With varying degrees of success Trump has attempted to circumvent the legislature and constitutional checks and balances since the first days of his administration about which his White House has been unapologetic in deploying false narratives. He has used the removal of officials and the threat to careers to gain traction on the wider government machinery. Commentators inside and outside the USA seriously question whether or not Donald Trump will be prepared to leave office if he loses the election on 3 November. Some have identified scenarios with historical precedent where, quite plausibly, the US system fails to cope with a close and deliberately disputed result. Each illustrates a fatal floor in the US democratic system that has long since proved its inability to reform itself.

In the UK our ‘deep rooted’ institutions have been undermined and the corridors of power are stalked by figures of power who hold both Parliament and the judiciary in contempt, who’s messaging skills were founded on trashing the political class and who have used powers in the current public health crisis to circumvent the established norms of public procurement, allegedly, to the corrupt advantage of themselves, family and friends. All this takes place in a system which is, in terms of practical political power, a uni-cameral Parliament with large majorities based on minority shares of the vote, where advancement is based on patronage, with very limited ability to hold the executive to account and that has proved wanting in terms of self-reform. The fourth estate guardians of pluralist democracy are largely tame of in cahoots.

Neither the USA nor the United Kingdom seem especially immune to the existential threat. These are, nonetheless, differences of emphasis and degree. Professor Evans lecture concludes with the central and urgent issue in a single sentence:

“We need to engage critically with the populists themselves, too; to develop effective methods of countering them and, ultimately, to expose them for what they are: enemies of democracy.”

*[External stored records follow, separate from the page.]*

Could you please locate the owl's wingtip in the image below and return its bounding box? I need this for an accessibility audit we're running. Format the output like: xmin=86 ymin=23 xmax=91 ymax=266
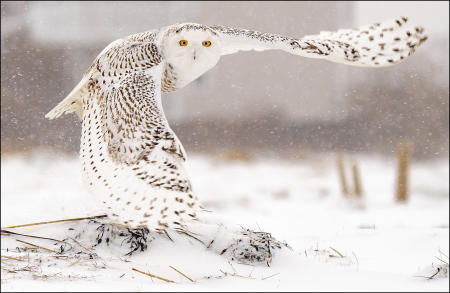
xmin=44 ymin=108 xmax=61 ymax=120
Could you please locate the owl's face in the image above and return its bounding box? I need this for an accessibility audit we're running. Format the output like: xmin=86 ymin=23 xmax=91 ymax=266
xmin=162 ymin=24 xmax=222 ymax=88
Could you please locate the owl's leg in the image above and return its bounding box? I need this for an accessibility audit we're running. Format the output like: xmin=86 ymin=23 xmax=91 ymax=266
xmin=177 ymin=215 xmax=289 ymax=266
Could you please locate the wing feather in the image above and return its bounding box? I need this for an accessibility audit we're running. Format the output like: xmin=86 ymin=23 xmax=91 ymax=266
xmin=212 ymin=16 xmax=427 ymax=67
xmin=102 ymin=65 xmax=186 ymax=165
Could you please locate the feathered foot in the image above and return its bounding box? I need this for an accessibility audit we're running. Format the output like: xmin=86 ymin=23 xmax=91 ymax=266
xmin=178 ymin=216 xmax=289 ymax=266
xmin=93 ymin=222 xmax=153 ymax=256
xmin=219 ymin=228 xmax=289 ymax=266
xmin=121 ymin=227 xmax=151 ymax=256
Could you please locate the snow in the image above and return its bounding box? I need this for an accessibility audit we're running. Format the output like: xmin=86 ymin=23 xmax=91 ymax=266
xmin=1 ymin=151 xmax=448 ymax=291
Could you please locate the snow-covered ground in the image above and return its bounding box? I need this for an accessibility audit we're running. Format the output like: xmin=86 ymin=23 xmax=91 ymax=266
xmin=1 ymin=151 xmax=448 ymax=291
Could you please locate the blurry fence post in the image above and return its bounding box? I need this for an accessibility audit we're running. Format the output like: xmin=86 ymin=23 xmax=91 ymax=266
xmin=352 ymin=162 xmax=363 ymax=197
xmin=337 ymin=153 xmax=349 ymax=197
xmin=395 ymin=142 xmax=411 ymax=202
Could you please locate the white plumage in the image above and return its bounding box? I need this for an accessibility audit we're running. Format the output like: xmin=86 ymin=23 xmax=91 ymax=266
xmin=45 ymin=17 xmax=427 ymax=262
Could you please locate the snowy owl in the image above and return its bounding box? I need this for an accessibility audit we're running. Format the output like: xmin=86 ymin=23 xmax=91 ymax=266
xmin=45 ymin=17 xmax=427 ymax=263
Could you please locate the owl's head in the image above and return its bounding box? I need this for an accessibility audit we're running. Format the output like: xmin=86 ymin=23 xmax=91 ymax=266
xmin=161 ymin=23 xmax=222 ymax=87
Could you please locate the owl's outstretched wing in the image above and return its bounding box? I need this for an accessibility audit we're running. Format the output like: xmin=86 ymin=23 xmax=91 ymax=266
xmin=212 ymin=17 xmax=427 ymax=67
xmin=102 ymin=64 xmax=186 ymax=164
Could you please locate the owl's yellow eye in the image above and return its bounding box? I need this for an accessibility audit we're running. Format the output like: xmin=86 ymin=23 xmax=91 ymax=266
xmin=202 ymin=41 xmax=211 ymax=47
xmin=179 ymin=40 xmax=188 ymax=46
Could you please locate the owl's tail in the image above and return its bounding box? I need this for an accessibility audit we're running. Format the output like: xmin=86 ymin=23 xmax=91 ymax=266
xmin=299 ymin=16 xmax=428 ymax=67
xmin=45 ymin=76 xmax=88 ymax=120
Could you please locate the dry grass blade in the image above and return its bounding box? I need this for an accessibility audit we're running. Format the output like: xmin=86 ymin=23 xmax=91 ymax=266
xmin=329 ymin=246 xmax=345 ymax=258
xmin=1 ymin=255 xmax=24 ymax=262
xmin=1 ymin=260 xmax=13 ymax=266
xmin=220 ymin=269 xmax=256 ymax=280
xmin=169 ymin=265 xmax=194 ymax=282
xmin=427 ymin=267 xmax=441 ymax=280
xmin=3 ymin=215 xmax=107 ymax=229
xmin=102 ymin=222 xmax=130 ymax=229
xmin=262 ymin=273 xmax=280 ymax=280
xmin=16 ymin=239 xmax=58 ymax=254
xmin=435 ymin=256 xmax=449 ymax=265
xmin=53 ymin=255 xmax=69 ymax=259
xmin=132 ymin=267 xmax=174 ymax=283
xmin=68 ymin=237 xmax=92 ymax=253
xmin=2 ymin=230 xmax=72 ymax=250
xmin=68 ymin=258 xmax=82 ymax=267
xmin=438 ymin=250 xmax=448 ymax=259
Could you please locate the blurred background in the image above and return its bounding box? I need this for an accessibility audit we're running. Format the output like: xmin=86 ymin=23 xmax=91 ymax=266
xmin=1 ymin=1 xmax=449 ymax=159
xmin=1 ymin=3 xmax=449 ymax=287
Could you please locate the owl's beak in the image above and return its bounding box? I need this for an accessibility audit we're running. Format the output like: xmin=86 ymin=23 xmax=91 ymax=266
xmin=193 ymin=50 xmax=196 ymax=60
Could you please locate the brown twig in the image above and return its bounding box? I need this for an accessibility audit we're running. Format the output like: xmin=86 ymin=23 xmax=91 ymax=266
xmin=132 ymin=267 xmax=174 ymax=283
xmin=2 ymin=215 xmax=107 ymax=229
xmin=16 ymin=239 xmax=59 ymax=254
xmin=169 ymin=265 xmax=194 ymax=282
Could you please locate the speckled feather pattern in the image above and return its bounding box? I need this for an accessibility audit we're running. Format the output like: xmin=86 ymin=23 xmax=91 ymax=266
xmin=46 ymin=17 xmax=427 ymax=238
xmin=79 ymin=31 xmax=199 ymax=233
xmin=213 ymin=16 xmax=427 ymax=66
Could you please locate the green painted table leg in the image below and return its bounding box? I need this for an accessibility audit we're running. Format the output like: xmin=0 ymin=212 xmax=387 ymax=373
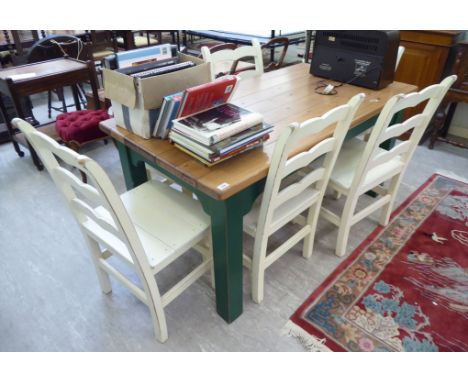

No suggestions on how – and therein lies the problem. Without demonstrably failing examples of the alternatives, liberal democracy has proved inadequate in its own defence. As economic crisis developed, populism, national conservatism and the extremes of right and left proved a great deal more adept at using technology and new communication tools than have democrats. This has both historical precedent and political logic. Fascism effectively harnessed the communication innovations of the 1920s and today’s populists have done so again. Populist and nationalist movements are able to operate activist bases temperamentally suited to communicating centrally generated ‘party lines’ while liberals are by definition less regimented. Long confined to the fringes, unregulated social networking has provided massive amplification for tiny voices. The wreckage of the business model for fact-based professional reportage opened the door further to post-truth politics. Dark money continues to harness big data.

There is no short cut for democrats but to become more competitive. To develop ideas fit for modern times. To demonstrate the bad places to which populism leads. To challenge the notion that populists speak for ‘the people’. To become effective in modern communication and to find channels for truth. To build an identity for democrats that goes beyond the status quo.

The precedents of history are not good. The removal of far-right regimes has often involved war and destruction. The far left has more often than not left behind dislocation and social chaos. The challenge is not only ultimately to expose populists but to ensure their democratic and peaceful removal from power.

JH.

1. https://www.gresham.ac.uk/lectures-and-events/populism-threat-to-democracy

2. M5S – Movimento 5 Stelle, despite their policy leanings, made a series of bad choices, keeping dubious company in the European Parliament thereby enabling Nigel Farage to have both greater prominence and financial support. 

3. Both, however, inevitably define themselves as against their perceived ‘foreign’ oppressor. Whatever their arguments for self-rule it is a stretch to describe either country as lacking ‘freedom’.